The Vancouver International Film Festival wraps up next week and a Haisla-focussed film set in Kitamaat is already being celebrated as one of the highlights.
Writing in Hollywood North Magazine, critic Shaun Lang called Monkey Beach “one of the shiniest jewels in the recent wave of Canadian Indigenous Cinema. If The Grizzlies was the Inuit answer to the sports drama, then Monkey Beach is the Haisla response to the Superhero genre. That’s about the closest I can come to categorizing what is truly a spiritually-healing experience whether you’re Haisla or otherwise.”
The story is about a character named Lisa who returns to her village of Kitamaat, and who is forced into a supernatural world after her younger brother goes missing.
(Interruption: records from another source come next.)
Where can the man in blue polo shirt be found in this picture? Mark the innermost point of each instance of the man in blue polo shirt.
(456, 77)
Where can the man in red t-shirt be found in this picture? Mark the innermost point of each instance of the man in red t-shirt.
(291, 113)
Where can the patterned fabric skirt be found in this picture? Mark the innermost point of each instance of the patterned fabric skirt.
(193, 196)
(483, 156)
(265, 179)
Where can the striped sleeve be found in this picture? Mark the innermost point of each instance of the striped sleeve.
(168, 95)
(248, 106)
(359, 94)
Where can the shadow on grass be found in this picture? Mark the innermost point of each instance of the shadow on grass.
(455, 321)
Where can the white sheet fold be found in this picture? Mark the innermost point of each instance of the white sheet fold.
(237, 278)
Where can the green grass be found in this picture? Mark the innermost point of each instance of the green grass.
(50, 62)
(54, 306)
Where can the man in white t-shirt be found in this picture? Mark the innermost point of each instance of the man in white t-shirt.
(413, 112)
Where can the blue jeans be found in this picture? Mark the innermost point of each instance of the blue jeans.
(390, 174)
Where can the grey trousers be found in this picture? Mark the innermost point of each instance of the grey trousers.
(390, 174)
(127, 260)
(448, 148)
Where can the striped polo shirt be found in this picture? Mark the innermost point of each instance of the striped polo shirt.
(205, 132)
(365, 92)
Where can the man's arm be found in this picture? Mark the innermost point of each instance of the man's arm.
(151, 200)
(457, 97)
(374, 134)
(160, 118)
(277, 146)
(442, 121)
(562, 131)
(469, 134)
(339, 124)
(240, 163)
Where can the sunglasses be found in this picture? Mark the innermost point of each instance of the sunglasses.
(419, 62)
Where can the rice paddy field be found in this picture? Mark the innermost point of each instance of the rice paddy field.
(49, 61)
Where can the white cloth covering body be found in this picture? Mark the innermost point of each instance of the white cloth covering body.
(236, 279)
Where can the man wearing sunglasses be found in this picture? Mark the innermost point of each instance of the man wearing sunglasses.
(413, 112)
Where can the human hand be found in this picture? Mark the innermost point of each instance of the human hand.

Monkey Beach, which is in English and Haisla, is based on a book of the same name by Haisla-Heiltsuk author Eden Robinson.
The director Loretta Sarah Todd, who is Métis-Cree, has been working on adapting the book to film for a decade.
“For me, as an Indigenous woman, it just spoke to me. We don’t know our power. We’ve been told we don’t actually have power, and everything from legislation to just the way society teaches us, is always reminding us that we don’t have power,” she told The Tyee.
The Georgia Straight media outlet in Vancouver said that the film “conveys a deep understanding of family and community dynamics and an integral sense of place,” adding that “although the overall effort may be uneven at times and takes some time to find its way, there’s enough to appreciate here to carry things along.”
Monkey Beach played at Terrace’s Tillicum Twin Theatres last month. It will screen again on October 7 in Vancouver.
Lang is urging more theatres to carry the film once COVID is more under control: “When theatres return to full strength post vaccine or miracle cure, Monkey Beach would be one of the first I’d nominate for a wide re-release.”